“Empirically Driven” Liberals

Writing in the New Republic (see here), Noam Scheiber counsels liberals such as Michael Moore not to despair about Obamacare’s start-up problems because Obamacare “paves the way” toward a single-payer system that is beloved by liberals, one and all.

According to Scheiber, increasing insurance coverage through Obamacare will create a constituency for additional reform, eventually leading to a single-payer system. So Obamacare’s initial troubles don’t worry Scheiber – they simply herald better things to come. Sort of like religion.

Not surprisingly, Scheiber doesn’t exactly explain how a single-payer system will bring about this bright future. (Again, sort of like religion). So maybe it’s time to review a basic fact about how the world works – one that liberals ignore despite their incessant claims to be “empirically driven.”

As an empirical generalization, centrally directed and planned economies never outperform those based on competitive markets.
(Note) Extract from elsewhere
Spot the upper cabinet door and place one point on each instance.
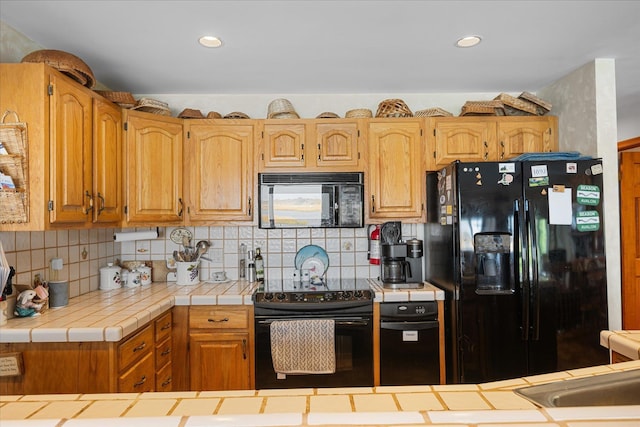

Knowledge is fragmented and widely dispersed in society and the strength of markets is to mobilize and coordinate knowledge for the good of everyone better than any central government. And competition creates efficiencies far better than central planning.

A single-payer system obviously is one that would be managed and controlled by none other than a central authority. So Scheiber’s future is shaping up as one that features relative economic stagnation and decline not only for the healthcare sector, but eventually the entire economy.

Those who really are empirically driven should favor an approach that fosters more genuine competition in all healthcare product and geographic markets. (Some of these markets are competitive, but too many are not.) But Scheiber and liberals cannot bring themselves to follow the facts to this conclusion.

By ignoring markets and competition, it’s as if liberals have decided to run a foot race with their legs tied together. Although they see other runners do better without their legs tied together, liberals continue to hop along the track, all the while producing charts and exhorting each other to “creatively” develop more efficient ways to hop. And they call this progress.

Scheiber finds private health insurance to be “on some level morally offensive,” and lists a few examples of insurer shenanigans. Never mind that competitive markets operating within a proper legal framework would eliminate such issues. What’s truly morally offensive is Scheiber’s liberal ideology and its guarantee of stagnation and decline for all of us, including those whom liberals pretend to want to help.